How to find all words containing ngram x and ngram y in PostgreSQL (using manual implementation of n-CodePudding

Say we have two tables in PostgreSQL:

words with text field containing the word (English word for now), and id.
ngrams containing text field and mapping to word_id.

How would you "select all words which contain x and y"?

select * from words
inner join ngrams on ngrams.word_id = words.id
where ngrams.text = x
and ngrams.text = y

The general problem is, how do I do an AND but use two different records from the ngrams table? What I did just there is compare the same ngram text value to two different variables, asking for AND. That doesn't make sense, it should somehow use two different ngram records. How generally do you do that in PostgreSQL?

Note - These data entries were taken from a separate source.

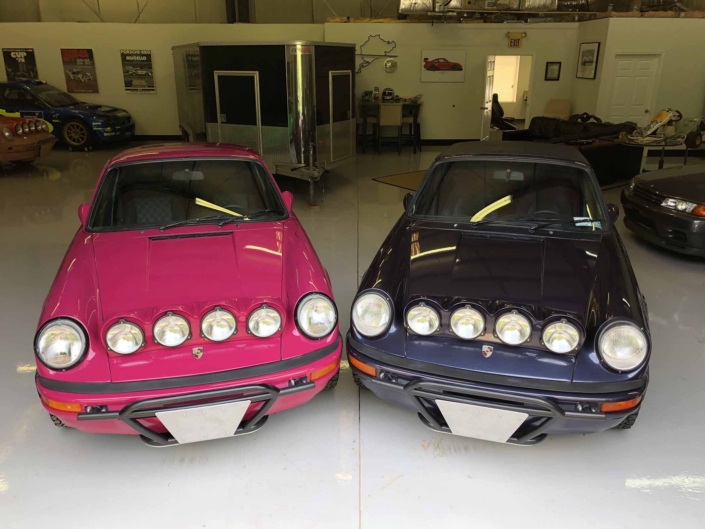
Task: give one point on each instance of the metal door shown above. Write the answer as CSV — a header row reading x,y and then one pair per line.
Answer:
x,y
341,131
237,105
487,107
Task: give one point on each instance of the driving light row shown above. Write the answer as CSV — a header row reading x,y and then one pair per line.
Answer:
x,y
172,330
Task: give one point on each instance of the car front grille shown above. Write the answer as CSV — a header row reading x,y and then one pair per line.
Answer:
x,y
648,195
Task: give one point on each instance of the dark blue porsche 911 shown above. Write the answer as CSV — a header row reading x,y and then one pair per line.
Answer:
x,y
74,122
502,305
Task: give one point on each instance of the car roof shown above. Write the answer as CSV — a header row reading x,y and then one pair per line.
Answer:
x,y
514,148
183,150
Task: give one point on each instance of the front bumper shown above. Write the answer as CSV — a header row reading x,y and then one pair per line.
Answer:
x,y
27,151
106,408
664,227
550,412
116,133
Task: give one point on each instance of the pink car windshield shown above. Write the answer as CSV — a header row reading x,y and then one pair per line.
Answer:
x,y
160,193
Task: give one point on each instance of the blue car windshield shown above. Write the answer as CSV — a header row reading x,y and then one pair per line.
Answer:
x,y
52,96
499,191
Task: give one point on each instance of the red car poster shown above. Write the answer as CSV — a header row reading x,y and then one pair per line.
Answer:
x,y
442,66
79,71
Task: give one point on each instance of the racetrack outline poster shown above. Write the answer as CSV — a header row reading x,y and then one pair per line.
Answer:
x,y
138,71
20,63
79,71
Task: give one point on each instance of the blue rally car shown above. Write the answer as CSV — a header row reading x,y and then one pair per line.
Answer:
x,y
76,123
502,305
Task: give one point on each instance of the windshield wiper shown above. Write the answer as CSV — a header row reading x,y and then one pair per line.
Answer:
x,y
191,222
258,214
574,222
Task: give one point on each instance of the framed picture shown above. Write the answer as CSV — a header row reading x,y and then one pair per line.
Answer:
x,y
587,60
443,66
553,71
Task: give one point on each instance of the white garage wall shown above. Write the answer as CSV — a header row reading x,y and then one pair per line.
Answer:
x,y
452,110
681,41
154,114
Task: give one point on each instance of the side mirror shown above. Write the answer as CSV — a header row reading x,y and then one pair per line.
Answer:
x,y
83,210
288,200
613,212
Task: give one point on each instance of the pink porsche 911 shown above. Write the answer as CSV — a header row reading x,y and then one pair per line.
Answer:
x,y
190,304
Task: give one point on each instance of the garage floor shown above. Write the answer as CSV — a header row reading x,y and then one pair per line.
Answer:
x,y
346,459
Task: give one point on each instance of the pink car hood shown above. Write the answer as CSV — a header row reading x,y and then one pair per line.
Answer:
x,y
141,274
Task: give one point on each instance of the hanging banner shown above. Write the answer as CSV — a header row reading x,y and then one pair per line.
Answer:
x,y
137,71
20,63
79,70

Note, I don't want to use PostgreSQL full-text search functionality. I am trying to understand how to implement it at a lower level (manually), and also want to apply to hundreds of languages beyond just English (like to Chinese, which has at least 80k characters).

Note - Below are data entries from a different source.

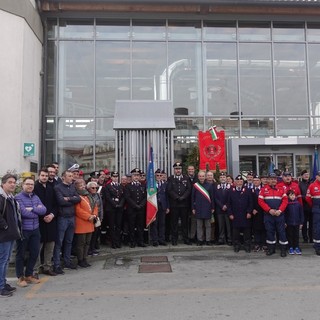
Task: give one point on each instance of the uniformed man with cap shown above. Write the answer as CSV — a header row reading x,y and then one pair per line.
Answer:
x,y
179,190
136,197
240,211
221,194
114,203
273,200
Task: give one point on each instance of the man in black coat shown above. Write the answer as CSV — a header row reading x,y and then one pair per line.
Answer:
x,y
179,190
114,203
48,222
136,197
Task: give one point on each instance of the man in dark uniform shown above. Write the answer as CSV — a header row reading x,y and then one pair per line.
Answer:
x,y
136,197
179,190
114,203
221,194
48,222
273,200
239,211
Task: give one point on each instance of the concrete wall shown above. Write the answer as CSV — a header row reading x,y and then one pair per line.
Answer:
x,y
20,90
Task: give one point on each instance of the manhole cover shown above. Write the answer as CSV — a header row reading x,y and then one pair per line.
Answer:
x,y
155,268
154,259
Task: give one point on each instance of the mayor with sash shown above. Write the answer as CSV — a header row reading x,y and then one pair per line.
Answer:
x,y
203,208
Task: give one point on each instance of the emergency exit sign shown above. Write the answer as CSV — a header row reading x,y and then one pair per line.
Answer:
x,y
28,149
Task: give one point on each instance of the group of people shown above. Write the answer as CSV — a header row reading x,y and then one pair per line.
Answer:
x,y
55,217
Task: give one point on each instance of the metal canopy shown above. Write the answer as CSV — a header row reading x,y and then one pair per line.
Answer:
x,y
144,114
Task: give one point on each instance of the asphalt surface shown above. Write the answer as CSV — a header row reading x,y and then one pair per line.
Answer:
x,y
205,283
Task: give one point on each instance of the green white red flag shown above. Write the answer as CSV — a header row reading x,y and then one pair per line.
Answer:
x,y
152,204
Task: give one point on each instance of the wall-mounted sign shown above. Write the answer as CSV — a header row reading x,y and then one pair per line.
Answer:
x,y
28,149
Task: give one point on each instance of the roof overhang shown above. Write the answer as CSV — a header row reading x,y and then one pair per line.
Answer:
x,y
143,114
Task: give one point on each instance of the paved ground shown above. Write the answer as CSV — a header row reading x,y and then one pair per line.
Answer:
x,y
205,283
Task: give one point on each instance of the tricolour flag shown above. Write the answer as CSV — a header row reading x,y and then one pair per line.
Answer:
x,y
152,204
213,132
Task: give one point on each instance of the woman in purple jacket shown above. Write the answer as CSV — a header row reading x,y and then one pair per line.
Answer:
x,y
31,208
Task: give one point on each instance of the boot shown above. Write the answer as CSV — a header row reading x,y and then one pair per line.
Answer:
x,y
271,249
283,251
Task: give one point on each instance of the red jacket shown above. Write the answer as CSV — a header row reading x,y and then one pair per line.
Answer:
x,y
294,186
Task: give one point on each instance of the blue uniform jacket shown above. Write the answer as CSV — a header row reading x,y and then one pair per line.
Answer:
x,y
200,203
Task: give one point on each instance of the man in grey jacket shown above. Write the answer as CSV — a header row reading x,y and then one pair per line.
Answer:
x,y
67,197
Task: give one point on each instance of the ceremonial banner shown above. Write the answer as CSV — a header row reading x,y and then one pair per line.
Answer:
x,y
212,149
152,204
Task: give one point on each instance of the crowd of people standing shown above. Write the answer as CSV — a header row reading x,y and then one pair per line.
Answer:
x,y
54,218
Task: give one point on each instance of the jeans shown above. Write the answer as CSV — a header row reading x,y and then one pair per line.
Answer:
x,y
5,253
30,241
66,232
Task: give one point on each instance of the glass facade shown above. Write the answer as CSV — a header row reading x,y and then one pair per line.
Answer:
x,y
253,79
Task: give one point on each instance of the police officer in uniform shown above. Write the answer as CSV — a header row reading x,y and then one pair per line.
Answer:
x,y
136,197
313,199
179,190
239,211
273,200
114,196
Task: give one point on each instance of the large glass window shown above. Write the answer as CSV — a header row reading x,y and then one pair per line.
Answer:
x,y
76,78
149,71
290,79
185,76
221,69
113,75
255,91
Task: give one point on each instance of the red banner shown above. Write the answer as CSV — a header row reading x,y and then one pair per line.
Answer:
x,y
212,152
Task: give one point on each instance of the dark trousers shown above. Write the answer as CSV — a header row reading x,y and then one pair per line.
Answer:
x,y
224,227
293,236
181,213
30,241
83,243
158,227
115,222
136,220
246,236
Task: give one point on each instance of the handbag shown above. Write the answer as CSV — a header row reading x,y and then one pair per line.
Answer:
x,y
97,222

https://medium.com/@evanwhalen/anatomy-of-an-n-gram-search-b30c6f20ad39

CodePudding user response：

You can use two exists subqueries:

select w.* from words where exists (select 1 from ngrams n 
    where n.word_id = w.id and n.text = x) -- check if the word has associated ngram of x
  and exists (select 1 from ngrams n 
    where n.word_id = w.id and n.text = y) -- also ensure that the word has associated ngram of y

CodePudding user response：

This is a well-phrased question.

What you're looking for is a Self Join. So we query ngrams once, calling it e.g. a, and query it a 2nd time, calling it b. Then the WHERE clause looks for a.text = x AND b.text = y. (I prolly would have named the column ngram instead, whatever.)

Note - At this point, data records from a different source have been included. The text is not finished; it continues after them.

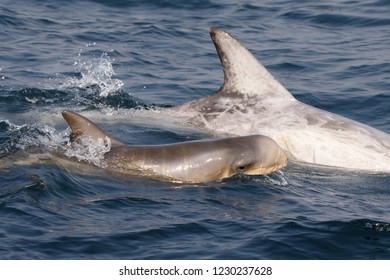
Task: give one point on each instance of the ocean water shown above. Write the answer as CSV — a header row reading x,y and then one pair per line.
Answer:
x,y
115,60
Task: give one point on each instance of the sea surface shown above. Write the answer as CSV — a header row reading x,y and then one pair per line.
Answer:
x,y
117,62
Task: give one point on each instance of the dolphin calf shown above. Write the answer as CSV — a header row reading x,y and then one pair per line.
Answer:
x,y
251,101
193,161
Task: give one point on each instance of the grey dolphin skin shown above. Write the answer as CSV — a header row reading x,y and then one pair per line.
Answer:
x,y
252,101
192,161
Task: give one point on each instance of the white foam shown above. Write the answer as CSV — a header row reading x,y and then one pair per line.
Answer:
x,y
89,150
94,72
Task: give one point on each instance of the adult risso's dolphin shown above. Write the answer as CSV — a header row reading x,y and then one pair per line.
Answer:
x,y
193,161
251,101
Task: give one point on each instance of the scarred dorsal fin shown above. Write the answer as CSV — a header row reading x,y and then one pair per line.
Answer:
x,y
244,74
82,126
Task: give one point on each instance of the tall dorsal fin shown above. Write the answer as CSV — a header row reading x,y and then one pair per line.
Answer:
x,y
243,73
82,126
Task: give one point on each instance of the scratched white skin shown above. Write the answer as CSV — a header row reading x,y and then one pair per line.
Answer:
x,y
251,101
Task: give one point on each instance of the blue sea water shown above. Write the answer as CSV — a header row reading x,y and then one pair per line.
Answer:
x,y
112,59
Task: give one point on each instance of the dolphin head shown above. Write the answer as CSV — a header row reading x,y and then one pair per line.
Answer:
x,y
259,155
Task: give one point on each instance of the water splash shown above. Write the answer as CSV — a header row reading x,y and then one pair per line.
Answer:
x,y
89,150
97,74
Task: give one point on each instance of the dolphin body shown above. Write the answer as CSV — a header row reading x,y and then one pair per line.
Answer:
x,y
192,162
251,101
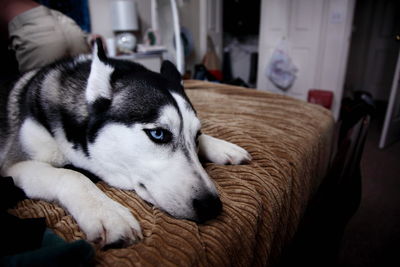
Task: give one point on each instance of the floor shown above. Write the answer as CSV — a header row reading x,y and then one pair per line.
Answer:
x,y
372,237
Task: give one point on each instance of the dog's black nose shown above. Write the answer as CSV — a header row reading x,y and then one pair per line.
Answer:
x,y
207,207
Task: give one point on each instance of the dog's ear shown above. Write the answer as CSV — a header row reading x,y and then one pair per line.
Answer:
x,y
98,84
170,72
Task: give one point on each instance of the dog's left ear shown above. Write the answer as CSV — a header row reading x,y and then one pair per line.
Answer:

Let's look for just the ngrams, no word.

select *
from ngrams a
join ngrams b
where a.text = x
      and b.text = y
      and a.text <= b.text;

Additionally, we only want the lower triangle of this Cartesian cross product, so constrain a.text <= b.text. No need to retrieve both ("th", "he") and ("he", "th") for "the". Set up your query beforehand so that x <= y obtains.

With the ngrams in hand, it's straightforward to additionally JOIN against words and maybe use GROUP BY to boil them down to distinct words.

Tacking on an ORDER BY, at least during debugging, will make the result set a bit easier to read.